Memory hierarchy is a concept in computer architecture that organizes memory storage based on various characteristics such as access speed, size, and cost. The idea is to provide fast access to the most frequently used data while managing larger, slower storage devices for less frequently used information. Memory hierarchy structures typically have multiple levels, each offering different trade-offs in terms of response time, capacity, and cost.
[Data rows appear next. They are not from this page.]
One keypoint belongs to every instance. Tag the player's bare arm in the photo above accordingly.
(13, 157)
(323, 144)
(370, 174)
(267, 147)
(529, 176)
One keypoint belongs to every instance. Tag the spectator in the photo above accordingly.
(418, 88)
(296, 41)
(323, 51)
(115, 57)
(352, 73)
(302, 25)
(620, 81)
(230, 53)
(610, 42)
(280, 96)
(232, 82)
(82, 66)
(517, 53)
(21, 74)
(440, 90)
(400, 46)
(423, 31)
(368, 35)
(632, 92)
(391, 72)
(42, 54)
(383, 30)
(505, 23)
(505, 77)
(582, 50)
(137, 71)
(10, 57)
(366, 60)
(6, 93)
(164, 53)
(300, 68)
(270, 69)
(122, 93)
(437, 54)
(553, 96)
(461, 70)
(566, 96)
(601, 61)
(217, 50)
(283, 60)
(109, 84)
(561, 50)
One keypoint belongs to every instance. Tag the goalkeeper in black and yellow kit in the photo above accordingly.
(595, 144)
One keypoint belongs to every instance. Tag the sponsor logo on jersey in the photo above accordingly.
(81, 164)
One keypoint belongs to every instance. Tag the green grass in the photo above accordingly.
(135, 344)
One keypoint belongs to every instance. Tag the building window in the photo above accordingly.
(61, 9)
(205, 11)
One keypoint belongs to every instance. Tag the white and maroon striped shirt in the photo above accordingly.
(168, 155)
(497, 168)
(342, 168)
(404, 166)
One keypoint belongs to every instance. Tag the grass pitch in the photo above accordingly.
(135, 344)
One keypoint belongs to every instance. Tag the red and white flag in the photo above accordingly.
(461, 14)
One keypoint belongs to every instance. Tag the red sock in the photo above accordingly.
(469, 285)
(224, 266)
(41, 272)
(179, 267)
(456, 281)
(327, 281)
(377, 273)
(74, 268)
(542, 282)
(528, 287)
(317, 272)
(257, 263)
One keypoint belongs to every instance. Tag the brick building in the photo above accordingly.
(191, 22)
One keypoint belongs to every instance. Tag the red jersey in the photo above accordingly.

These levels are organized from the fastest, smallest, and most expensive memory at the top, to the slowest, largest, and cheapest memory at the bottom.

• Grasping the concept of memory hierarchy (registers, cache, main memory, secondary storage) and how data moves between these levels.
• It requires understanding trade-offs between speed, size, and cost across different memory types.
• Learning about cache organization (direct-mapped, fully associative, and set-associative) and replacement policies (LRU, FIFO, etc.) Balancing performance with complexity, and understanding how caches improve speed but introduce design overhead..
• Determining the correct number of address lines for the required memory size.
• Managing read and write operations with control signals (enable, read, write).
• Synchronizing memory operations with clock signals.

• Gained insight into memory organization, including RAM, ROM, and the role of address lines in determining memory size.
• Learned how to configure memory addressing using decoders and address lines to map data correctly to memory locations.
• Understood how to synchronize read and write operations using control signals and clock pulses.
• Improved my ability to troubleshoot and debug complex memory circuits, identifying and fixing common errors like data corruption and misaddressing.
• Learned how memory systems integrate with processors and other components, emphasizing compatibility in data width and control logic.